Heart-Attack-Risk-Rate / RUN_STREAMLIT_LOCAL.md
Kasilanka Bhoopesh Siva Srikar
Complete Heart Attack Risk Prediction App - Ready for Deployment
08123aa
# 🚀 Running Streamlit App Locally
## ✅ What's Been Done
1. **Optimized models copied** to `model_assets/`:
- ✅ XGBoost_optimized.joblib
- ✅ CatBoost_optimized.joblib
- ✅ LightGBM_optimized.joblib
- ✅ ensemble_info_optimized.json
- ✅ model_metrics_optimized.csv
- ✅ hybrid_metrics.csv
2. **Streamlit app updated**:
- ✅ Uses optimized models
- ✅ Loads ensemble weights from config
- ✅ Displays optimized ensemble weights in sidebar
- ✅ All paths configured correctly
## 📋 To Run Locally
### Option 1: Using Docker (Recommended - Already Set Up)
```bash
# The Docker environment already has all dependencies
docker run --rm -p 8501:8501 \
-v "$(pwd)/model_assets:/app/model_assets" \
-v "$(pwd)/content:/app/content" \
-v "$(pwd)/streamlit_app.py:/app/streamlit_app.py" \
heart-optimization \
streamlit run streamlit_app.py --server.headless=true --server.address=0.0.0.0 --server.port=8501
```
Then open: http://localhost:8501
### Option 2: Install Dependencies Locally
**Note:** Python 3.14.0 may have compatibility issues. Consider using Python 3.11 or 3.12.
```bash
# Install dependencies
pip install streamlit pandas numpy scikit-learn xgboost catboost lightgbm joblib
# Run the app
streamlit run streamlit_app.py
```
### Option 3: Use Virtual Environment (Recommended)
```bash
# Create virtual environment with Python 3.11 or 3.12
python3.11 -m venv venv
source venv/bin/activate # On Windows: venv\Scripts\activate
# Install dependencies
pip install -r requirements.txt
# Run the app
streamlit run streamlit_app.py
```
## 🎯 What to Test
1. **Model Loading**: Check sidebar shows "Using Optimized Ensemble" with correct weights
2. **Input Form**: Fill in patient information
3. **Prediction**: Click "Predict Heart Attack Risk" button
4. **Results**: Verify prediction and risk percentage display correctly
5. **Ensemble Info**: Check that ensemble weights match optimized config (XGB: 5%, CAT: 85%, LGB: 10%)
## 📊 Expected Results
- **Ensemble Weights**: XGBoost: 5.0% | CatBoost: 85.0% | LightGBM: 10.0%
- **Accuracy**: ~80.8% (from optimized metrics)

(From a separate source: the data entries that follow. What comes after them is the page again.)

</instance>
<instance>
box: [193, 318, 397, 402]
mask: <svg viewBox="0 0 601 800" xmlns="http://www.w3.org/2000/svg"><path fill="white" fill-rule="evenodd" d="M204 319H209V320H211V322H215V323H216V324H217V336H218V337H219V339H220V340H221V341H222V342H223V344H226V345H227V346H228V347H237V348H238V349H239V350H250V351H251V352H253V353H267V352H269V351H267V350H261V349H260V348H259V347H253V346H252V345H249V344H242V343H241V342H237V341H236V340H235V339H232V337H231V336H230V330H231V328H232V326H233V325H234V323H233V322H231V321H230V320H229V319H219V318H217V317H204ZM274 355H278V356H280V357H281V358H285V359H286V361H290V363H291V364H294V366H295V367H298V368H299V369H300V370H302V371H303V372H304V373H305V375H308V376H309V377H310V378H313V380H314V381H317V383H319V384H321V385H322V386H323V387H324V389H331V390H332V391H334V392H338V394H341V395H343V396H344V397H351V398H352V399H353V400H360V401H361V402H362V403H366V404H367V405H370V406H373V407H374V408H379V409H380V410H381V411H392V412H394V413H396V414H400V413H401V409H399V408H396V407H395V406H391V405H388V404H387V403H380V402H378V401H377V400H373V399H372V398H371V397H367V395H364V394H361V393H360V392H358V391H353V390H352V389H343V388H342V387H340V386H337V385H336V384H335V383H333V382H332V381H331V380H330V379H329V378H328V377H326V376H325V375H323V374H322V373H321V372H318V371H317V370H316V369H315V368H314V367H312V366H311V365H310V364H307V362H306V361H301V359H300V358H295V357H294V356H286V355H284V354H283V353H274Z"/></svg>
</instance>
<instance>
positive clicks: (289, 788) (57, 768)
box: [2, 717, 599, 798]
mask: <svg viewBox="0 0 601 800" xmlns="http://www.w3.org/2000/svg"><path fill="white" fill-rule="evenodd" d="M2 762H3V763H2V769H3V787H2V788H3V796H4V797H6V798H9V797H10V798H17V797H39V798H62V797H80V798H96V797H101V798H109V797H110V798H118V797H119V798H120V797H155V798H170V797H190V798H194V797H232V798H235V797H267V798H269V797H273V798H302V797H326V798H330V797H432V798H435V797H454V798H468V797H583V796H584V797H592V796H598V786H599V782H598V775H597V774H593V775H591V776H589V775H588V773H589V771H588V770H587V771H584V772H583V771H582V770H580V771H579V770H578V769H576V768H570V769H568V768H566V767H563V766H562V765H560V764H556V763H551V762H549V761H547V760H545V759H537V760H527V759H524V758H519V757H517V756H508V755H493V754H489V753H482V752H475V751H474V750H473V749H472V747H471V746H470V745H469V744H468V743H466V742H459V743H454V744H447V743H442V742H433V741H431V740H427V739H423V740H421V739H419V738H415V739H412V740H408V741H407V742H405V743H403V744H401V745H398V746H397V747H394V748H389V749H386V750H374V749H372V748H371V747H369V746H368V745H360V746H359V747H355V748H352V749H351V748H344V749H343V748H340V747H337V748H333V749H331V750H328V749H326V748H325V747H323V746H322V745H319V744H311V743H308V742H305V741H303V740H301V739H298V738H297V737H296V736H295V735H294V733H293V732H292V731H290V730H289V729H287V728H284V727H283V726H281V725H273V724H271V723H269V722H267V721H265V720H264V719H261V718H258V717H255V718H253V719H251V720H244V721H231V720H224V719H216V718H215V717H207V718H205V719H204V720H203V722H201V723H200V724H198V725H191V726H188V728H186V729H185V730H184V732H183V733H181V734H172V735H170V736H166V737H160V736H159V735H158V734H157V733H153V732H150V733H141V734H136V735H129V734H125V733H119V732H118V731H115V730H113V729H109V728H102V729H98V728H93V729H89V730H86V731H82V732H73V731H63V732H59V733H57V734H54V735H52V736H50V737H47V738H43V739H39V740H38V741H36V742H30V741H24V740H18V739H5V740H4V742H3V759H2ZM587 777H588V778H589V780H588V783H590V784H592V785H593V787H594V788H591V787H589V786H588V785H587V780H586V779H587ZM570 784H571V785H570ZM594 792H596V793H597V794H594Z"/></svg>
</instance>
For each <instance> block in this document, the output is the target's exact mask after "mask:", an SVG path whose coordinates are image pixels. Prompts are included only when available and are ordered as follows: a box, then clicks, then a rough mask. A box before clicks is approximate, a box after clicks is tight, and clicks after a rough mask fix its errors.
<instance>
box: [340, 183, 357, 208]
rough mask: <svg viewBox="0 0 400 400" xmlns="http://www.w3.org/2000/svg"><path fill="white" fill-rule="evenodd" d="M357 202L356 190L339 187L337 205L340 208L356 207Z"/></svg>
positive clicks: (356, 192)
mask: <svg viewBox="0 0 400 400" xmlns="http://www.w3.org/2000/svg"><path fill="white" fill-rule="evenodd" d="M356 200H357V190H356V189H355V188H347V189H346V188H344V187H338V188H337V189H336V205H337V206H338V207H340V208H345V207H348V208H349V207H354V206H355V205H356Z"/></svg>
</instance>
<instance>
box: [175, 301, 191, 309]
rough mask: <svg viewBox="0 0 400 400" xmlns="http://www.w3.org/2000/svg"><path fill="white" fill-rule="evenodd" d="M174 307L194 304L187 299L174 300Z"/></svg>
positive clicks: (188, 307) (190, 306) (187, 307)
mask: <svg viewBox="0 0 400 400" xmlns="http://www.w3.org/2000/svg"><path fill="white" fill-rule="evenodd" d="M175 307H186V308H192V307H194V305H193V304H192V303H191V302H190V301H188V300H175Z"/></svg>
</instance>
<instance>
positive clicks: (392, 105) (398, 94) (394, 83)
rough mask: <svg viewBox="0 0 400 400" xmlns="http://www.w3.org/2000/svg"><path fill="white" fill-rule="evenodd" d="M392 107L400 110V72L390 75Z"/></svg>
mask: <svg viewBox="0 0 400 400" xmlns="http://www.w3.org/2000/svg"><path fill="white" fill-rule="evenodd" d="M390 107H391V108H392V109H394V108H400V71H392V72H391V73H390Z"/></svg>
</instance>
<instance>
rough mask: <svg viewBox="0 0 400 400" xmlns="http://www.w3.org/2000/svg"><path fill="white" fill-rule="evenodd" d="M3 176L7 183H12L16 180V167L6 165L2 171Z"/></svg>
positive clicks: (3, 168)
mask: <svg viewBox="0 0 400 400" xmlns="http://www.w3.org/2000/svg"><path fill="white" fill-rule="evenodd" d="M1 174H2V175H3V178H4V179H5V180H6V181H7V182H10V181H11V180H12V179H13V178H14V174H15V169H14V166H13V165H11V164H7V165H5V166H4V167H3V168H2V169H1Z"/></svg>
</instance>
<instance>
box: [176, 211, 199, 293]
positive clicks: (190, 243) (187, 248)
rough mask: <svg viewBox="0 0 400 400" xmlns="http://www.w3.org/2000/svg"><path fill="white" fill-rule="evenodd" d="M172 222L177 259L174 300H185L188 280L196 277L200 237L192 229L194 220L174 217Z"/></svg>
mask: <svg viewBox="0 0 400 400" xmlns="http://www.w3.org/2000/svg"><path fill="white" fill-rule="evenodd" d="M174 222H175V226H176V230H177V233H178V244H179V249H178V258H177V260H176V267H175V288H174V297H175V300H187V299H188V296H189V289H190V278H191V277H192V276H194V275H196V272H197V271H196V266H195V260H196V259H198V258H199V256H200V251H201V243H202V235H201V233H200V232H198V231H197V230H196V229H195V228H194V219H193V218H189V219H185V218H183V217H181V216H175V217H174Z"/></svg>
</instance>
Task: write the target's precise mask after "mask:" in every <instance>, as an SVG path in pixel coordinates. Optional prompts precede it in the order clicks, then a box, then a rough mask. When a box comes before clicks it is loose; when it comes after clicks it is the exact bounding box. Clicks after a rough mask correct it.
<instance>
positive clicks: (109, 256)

- **Recall**: ~93.3% (from optimized metrics)
- **ROC-AUC**: ~0.925
## 🐛 Troubleshooting
### If models don't load:
- Check `model_assets/` folder has all `.joblib` files
- Verify file permissions are readable
### If dependencies fail:
- Use Docker (Option 1) - already configured
- Or use Python 3.11/3.12 instead of 3.14
### If app doesn't start:
- Check port 8501 is not in use: `lsof -i :8501`
- Try different port: `streamlit run streamlit_app.py --server.port=8502`
## ✅ Once Working Locally
After confirming the app works locally, we'll proceed with Hugging Face deployment!